I hope the examples that I’ve given will help you see simple things other people do and try to understand them, rather than to judge them.  Take the time to contemplate what the reasons may be behind someone’s decision, or the way they acted.
It’s not a nice feeling when you get scolded when someone misunderstanding what you said, or did. . .So before YOU are too harsh to someone else try and understand where they are coming from..
<3 Till next time maikiesJ

Thursday, April 7, 2011

Friendship

Hellooooo!!


I thought a good topic to kick off with is friendship. I know that the meaning of friendship has been defined by so many people, but I'd thought I'd give a definition, not by some philosopher, but by what I see as being a friend.


So here goes, for years now I find myself dissapointed in people claiming to be my friends, "friends" accusing me of trying to steal their boyfriends, "friends" that drop me at the last moment, "friends" that are always too busy with their own stuff and expecting support, but is not willing to support me when I need it., "friends" that misses the things I do for them and then when I ask something, get an answer like "What have you ever done for me?"


It breaks my heart, and yet I am always willing to hand out another chance.

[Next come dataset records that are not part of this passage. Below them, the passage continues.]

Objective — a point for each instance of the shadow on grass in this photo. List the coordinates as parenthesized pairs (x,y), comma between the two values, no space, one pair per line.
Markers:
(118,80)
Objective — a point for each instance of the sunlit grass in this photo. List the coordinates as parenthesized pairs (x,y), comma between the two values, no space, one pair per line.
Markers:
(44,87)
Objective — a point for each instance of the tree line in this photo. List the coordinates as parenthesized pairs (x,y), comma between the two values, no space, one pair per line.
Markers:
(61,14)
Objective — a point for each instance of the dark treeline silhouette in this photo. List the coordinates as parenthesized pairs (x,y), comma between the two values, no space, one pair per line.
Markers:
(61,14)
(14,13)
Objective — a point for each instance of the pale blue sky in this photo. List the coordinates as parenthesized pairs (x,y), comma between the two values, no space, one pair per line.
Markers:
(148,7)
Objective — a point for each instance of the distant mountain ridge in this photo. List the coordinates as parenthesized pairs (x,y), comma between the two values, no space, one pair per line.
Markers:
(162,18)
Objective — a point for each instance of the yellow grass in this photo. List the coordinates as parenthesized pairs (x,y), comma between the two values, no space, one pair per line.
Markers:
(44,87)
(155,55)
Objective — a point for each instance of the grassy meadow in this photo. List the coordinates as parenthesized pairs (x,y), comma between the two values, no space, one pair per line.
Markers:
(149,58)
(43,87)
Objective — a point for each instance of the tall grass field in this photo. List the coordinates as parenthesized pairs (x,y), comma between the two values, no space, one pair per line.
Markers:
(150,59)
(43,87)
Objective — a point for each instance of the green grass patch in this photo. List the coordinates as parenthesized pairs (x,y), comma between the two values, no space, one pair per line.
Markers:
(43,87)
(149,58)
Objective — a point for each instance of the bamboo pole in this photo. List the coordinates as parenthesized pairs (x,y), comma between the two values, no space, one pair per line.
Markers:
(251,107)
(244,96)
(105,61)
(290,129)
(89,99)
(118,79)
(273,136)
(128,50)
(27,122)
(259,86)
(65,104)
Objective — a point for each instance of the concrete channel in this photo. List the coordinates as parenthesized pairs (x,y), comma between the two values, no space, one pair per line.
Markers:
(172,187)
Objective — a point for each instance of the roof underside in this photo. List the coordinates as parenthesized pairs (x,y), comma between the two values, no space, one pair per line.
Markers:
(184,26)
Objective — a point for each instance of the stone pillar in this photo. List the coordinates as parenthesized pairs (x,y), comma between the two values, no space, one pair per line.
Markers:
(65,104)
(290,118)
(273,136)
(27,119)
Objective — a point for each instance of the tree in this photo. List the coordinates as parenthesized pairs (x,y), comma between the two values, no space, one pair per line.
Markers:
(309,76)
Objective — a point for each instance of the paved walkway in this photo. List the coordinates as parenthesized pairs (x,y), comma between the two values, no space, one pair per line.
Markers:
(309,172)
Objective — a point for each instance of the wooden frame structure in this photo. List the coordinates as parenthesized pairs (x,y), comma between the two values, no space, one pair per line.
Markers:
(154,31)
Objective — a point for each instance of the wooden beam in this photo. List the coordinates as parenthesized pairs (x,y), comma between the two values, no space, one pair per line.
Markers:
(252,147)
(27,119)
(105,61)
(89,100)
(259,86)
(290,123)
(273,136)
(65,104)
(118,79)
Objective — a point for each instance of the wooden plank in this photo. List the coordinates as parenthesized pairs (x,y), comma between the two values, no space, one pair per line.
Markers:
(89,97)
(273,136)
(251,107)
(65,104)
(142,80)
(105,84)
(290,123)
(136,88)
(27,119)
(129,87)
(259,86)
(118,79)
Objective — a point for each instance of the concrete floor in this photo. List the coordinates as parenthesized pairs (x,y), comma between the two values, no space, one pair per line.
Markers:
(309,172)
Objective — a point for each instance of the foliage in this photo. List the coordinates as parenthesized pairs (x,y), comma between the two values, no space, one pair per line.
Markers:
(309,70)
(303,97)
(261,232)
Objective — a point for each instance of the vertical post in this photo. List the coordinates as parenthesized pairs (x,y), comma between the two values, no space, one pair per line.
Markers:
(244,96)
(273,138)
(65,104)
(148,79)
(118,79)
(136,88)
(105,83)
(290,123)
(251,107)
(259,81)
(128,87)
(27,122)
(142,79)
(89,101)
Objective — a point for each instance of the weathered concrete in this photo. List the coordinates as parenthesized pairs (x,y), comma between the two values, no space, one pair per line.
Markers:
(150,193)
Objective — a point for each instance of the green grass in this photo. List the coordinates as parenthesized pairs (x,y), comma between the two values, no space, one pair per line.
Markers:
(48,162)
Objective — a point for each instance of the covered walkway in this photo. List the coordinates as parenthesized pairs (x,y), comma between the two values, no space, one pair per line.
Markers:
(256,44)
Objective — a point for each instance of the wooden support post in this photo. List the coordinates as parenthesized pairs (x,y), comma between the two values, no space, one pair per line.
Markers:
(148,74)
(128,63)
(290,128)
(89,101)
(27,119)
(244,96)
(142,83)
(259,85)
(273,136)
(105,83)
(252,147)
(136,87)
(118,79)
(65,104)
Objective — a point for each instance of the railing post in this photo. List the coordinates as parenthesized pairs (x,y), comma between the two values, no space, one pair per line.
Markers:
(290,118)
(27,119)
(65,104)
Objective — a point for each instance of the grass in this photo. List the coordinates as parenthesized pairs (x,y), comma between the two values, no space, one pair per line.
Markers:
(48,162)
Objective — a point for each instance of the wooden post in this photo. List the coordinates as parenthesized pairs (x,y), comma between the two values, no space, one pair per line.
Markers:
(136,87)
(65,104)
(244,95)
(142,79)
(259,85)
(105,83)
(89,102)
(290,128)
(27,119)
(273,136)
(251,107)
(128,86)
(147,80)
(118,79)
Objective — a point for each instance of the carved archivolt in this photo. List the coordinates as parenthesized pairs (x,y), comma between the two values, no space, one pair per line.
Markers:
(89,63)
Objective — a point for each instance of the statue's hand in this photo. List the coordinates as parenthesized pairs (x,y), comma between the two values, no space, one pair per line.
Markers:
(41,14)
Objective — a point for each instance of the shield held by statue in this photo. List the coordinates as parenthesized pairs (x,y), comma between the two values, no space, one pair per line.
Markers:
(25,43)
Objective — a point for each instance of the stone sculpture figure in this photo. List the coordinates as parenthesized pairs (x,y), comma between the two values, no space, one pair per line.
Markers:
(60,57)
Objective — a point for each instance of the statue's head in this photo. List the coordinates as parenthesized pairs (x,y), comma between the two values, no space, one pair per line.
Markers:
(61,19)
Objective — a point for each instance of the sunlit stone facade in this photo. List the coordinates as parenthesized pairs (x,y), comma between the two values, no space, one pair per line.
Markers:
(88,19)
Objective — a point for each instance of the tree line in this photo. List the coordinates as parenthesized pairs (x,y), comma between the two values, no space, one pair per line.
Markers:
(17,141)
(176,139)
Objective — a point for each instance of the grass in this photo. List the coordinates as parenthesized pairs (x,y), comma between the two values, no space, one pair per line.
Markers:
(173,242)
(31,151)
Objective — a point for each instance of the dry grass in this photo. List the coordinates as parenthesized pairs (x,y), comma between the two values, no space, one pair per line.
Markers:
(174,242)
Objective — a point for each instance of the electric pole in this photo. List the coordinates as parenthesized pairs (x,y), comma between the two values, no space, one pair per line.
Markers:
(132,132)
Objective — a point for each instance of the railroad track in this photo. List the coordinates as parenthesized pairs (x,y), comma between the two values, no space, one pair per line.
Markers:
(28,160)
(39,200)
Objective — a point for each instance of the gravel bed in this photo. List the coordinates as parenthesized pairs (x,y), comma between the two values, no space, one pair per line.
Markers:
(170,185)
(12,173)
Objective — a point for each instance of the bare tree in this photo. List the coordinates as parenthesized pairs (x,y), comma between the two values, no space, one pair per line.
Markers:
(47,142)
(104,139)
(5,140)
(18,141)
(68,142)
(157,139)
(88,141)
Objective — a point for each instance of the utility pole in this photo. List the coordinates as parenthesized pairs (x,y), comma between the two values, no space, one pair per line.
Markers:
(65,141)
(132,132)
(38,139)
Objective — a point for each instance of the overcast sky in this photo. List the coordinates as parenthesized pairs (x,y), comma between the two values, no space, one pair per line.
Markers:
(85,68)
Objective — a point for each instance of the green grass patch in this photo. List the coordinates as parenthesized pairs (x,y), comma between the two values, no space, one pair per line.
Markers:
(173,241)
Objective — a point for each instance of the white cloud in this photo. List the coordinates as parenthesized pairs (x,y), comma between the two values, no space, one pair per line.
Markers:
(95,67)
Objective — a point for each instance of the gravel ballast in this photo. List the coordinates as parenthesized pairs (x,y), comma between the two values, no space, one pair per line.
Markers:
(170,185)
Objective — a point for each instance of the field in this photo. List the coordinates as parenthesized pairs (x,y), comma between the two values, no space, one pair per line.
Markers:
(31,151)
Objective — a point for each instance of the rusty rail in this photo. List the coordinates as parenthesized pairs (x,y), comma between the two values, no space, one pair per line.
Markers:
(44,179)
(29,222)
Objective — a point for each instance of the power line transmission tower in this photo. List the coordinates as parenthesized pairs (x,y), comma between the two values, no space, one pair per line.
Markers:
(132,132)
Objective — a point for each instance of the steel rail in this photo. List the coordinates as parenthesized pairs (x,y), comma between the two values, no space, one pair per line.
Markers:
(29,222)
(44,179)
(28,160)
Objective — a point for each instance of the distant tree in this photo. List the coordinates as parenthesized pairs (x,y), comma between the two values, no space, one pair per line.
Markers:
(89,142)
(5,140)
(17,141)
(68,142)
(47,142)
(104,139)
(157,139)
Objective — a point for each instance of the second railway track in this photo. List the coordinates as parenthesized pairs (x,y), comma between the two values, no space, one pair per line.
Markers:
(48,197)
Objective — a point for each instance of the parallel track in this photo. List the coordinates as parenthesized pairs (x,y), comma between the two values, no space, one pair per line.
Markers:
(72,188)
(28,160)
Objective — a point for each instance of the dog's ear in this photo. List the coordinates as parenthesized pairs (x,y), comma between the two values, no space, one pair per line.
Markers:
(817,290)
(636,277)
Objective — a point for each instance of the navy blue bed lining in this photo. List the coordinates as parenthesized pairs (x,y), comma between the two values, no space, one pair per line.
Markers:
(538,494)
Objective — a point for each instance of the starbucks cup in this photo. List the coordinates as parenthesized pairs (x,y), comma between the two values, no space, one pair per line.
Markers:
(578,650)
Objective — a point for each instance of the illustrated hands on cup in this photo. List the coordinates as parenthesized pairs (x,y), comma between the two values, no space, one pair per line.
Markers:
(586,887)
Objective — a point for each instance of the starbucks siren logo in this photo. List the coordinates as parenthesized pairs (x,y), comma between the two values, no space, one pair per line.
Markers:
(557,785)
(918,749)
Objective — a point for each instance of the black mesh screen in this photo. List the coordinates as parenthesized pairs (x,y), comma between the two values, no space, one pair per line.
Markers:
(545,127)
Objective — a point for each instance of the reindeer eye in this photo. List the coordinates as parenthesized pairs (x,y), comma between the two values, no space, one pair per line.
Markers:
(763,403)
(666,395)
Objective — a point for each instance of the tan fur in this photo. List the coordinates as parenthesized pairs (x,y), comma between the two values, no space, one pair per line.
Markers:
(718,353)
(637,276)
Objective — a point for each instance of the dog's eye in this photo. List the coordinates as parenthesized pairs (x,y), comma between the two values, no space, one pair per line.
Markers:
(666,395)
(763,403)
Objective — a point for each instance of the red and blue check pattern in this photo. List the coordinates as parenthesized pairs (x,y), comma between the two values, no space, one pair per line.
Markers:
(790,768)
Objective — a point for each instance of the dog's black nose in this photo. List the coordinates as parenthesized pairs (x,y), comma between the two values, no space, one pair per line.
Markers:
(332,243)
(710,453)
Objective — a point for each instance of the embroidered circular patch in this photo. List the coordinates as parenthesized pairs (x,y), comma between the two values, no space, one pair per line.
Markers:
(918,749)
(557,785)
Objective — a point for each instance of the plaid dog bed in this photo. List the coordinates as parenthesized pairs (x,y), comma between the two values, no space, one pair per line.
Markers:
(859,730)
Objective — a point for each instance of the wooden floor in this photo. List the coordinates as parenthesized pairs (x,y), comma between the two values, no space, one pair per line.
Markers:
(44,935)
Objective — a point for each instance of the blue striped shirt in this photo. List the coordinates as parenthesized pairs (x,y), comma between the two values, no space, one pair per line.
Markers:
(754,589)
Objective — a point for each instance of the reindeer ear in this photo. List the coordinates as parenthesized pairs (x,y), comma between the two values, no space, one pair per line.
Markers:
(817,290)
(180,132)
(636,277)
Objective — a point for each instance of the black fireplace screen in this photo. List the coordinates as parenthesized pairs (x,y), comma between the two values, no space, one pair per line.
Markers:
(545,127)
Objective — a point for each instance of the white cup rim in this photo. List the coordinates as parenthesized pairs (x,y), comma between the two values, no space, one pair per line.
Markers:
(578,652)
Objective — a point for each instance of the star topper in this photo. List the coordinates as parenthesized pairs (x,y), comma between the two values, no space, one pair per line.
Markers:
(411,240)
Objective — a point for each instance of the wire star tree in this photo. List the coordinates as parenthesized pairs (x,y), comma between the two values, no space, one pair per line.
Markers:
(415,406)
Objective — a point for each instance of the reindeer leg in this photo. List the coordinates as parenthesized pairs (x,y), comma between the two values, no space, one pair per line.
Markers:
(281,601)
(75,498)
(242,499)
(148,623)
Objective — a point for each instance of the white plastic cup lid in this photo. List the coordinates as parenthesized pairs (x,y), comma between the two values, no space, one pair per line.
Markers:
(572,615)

I concider a true friend to treat you like family, not the type of family you see once a year, but like a brother or sister.  You won't forget your brother or sister's Birthday, so don't forget your friends Birthday.  You will never give up on your brother/sister, why give up on your friends when the going gets tough?


I expect that a true friend will tell me if I have offended them in any way, and that we can talk about it and solve whatever bad feelings there is, and then forgive and forget, not to forgive and tell the whole world about what a bad person I am.


As a friend, you should always consider every single possible solution and option before you just say no, sorry I can't help you.  It means alot if you do something for your friend, and even more when you went out of your way to accomodate them.


We are all people, we all experience difficulties everyday, no matter what grade of difficulty that may be.  Remember that, and the next time a friend asks how your day was, remeber to ask how their day was after your reply. It's a simple gesture to show you care.


As we get older and take on motherhood and marage, friends become even more important, a friend can be your safe haven and sanity, your escape and your pillar. Always remember that before judging too harshly. 


A friend should always keep their word, and honor their promisses. If you said you would do something, try your very best to carry it out, even if it's a simple coffee date, send the sms if you said you would.


A true friend will sit with you, when no one else wants to, when your at your worst and very unpleasant. True friends don't give up on you.  Loyalty, and appreciation is so important and the golden cherry on top- TRUST. How can you be friends with someone you do not trust?


Friends do not manipulate friends, or try to be better than one another.  Friends encourage eachother to do things we're scared of or think we can't do.  Friends should be available for a 911 call any time of the day or night.


Friends try to understand where you're coming from, even if they don't agree. Friends will help you do research even when they see no need for it. A friend should always be honest, but know when honestly is to be given straight or subtly- not everyone can take the truth in the same way.


Friends be kind with your words, for they may come back to haunt you.  Do not speak without considering what impact your words may have, words are very easily misunderstood or misinterpreted. BE KIND!


Friendship does not know jealousy, in the end we are all friends, no matter what the bonds.  Make your friends feel special, and in return if they are true friends, that honestly care, they will be good to you, and make you feel special, they'll be your 911, and your peace and sanity.


Be a good friend, for friends are the family we choose to share our live's with.